The first news the public heard was overwhelmingly positive for Hunthausen. A church heavyweight, Rome’s ambassador to the United States, Archbishop Pio Laghi, sent a letter in November that bluntly attacked the “exaggerated and mean-spirited criticism” that Hunthausen’s opponents had been making, and warmly praised the archbishop’s “clear evidence of loyalty to the church.” However, there were “areas of concern,” Laghi noted, where Hunthausen needed to show “greater vigilance in upholding the church’s teaching.”   One was the ministry to homosexuals. In the letter released to the public, Laghi said no more than that. It seemed the gentlest possible of criticisms.

But what was not publicly known at the time was that six weeks earlier, at the end of September, another powerful Vatican bureaucrat, Cardinal Joseph Ratzinger, had sent a  confidential and far blunter letter. He headed the Sacred Congregation for the Doctrine of the Faith, the successor to the church’s Inquisition office. In that letter, Ratzinger said, “The Archdiocese should withdraw all support from any group which does not unequivocally accept the teaching of the Magesterium concerning the intrinsic evil of homosexual activity. The ill-advised welcome of a pro-homosexual group to your cathedral . . . served to make the Church’s position appear to be ambiguous on this delicate but important point. A compassionate ministry to homosexual persons must be developed that has as its clear goal the promotion of a chaste lifestyle . . . ”

It was a clear order to expel Dignity, to have no further dealings with the group, and to create a pastoral ministry that would press homosexuals to remain chaste.
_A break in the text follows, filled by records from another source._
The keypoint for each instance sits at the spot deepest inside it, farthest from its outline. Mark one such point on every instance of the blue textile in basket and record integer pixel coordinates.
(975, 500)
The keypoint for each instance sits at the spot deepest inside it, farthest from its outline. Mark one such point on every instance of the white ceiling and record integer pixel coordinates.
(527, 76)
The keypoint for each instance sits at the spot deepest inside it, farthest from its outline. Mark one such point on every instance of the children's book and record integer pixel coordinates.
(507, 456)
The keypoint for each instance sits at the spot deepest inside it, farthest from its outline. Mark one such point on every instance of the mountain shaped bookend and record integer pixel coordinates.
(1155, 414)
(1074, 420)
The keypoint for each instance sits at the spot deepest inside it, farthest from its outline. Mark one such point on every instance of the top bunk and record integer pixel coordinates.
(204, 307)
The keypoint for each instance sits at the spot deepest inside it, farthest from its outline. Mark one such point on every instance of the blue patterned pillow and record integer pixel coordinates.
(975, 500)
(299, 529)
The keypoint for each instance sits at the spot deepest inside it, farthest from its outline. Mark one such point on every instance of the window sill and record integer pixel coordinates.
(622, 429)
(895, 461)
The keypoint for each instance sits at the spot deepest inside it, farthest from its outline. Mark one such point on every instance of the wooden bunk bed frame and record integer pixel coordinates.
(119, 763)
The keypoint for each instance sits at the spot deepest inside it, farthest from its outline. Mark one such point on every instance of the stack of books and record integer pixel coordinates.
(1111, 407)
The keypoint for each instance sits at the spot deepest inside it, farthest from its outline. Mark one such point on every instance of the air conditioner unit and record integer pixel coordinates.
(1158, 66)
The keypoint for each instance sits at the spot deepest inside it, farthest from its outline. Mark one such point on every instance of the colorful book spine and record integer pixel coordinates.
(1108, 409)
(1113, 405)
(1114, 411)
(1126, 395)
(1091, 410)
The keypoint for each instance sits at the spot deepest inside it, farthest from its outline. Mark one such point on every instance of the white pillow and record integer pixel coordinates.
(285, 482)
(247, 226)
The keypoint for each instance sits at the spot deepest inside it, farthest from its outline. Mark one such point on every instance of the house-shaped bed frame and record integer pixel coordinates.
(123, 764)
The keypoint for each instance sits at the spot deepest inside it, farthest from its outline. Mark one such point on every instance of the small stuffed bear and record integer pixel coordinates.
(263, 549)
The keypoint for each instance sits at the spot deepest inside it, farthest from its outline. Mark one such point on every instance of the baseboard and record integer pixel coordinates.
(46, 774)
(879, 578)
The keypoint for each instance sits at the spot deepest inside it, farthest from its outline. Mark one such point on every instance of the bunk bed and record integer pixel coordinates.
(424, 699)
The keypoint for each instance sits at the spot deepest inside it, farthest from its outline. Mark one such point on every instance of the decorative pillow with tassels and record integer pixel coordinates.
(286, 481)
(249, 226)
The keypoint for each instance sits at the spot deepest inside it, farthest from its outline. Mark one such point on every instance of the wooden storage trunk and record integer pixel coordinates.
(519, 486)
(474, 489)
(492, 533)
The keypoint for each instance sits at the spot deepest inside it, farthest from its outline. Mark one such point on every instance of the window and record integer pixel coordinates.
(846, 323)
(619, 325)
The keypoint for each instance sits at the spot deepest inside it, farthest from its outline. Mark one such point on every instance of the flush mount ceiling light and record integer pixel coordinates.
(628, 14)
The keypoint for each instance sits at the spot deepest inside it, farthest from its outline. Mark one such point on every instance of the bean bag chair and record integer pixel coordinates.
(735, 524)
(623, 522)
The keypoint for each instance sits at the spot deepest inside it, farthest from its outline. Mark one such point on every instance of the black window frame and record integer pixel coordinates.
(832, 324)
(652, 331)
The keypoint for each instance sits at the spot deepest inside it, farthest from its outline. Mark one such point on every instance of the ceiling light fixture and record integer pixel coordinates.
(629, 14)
The fact that Rome had assigned two powerful spokesmen to write the letters indicated the seriousness with which the Vatican held the issue.

Two weeks later, Rome suddenly announced that an “auxiliary” bishop named Donald Wuerl would soon be arriving in Seattle to “help” Hunthausen with his duties. That added a new element of mystery to what the public knew. The official guise was that Hunthausen had requested such help with pastoral duties; his previous assistant had retired two years earlier. But even under normal circumstances, Wuerl would have been the oddest of choices. A native of Pittsburgh, the forty-five-year-old priest had never worked in the Northwest and he had only been slightly involved in any pastoral ministry whatsoever. Instead, he had worked as a secretary to Pittsburgh’s Cardinal John Wright and had followed Wright to the Vatican, where for ten years as a church bureaucrat, he had mingled with cardinals and the Pope. Then he had returned to Pittsburgh to become a seminary professor. Some who knew him called him a “rock-hard orthodox priest,” his doctrinal understandings not yet enhanced by pastoral insights. Also, the Vatican had curiously chosen the title of “auxiliary bishop with special faculties” rather than the more customary “assistant bishop”. What could that phrase indicate, local Catholics wondered. Hunthausen’s opponents immediately celebrated the appointment.

If there was any doubt about why Wuerl was being sent, it disappeared a month later when Pope John Paul II himself called Wuerl to Rome to be ordained as auxiliary bishop. For the ordination, the Pope gave Wuerl one of his own personal miters–the one that the Pope had worn on a visit to the Netherlands when liberal Dutch Catholics had booed him.

No one familiar with the Church’s sometimes elliptical and metaphorical way of speaking could miss the symbolic message.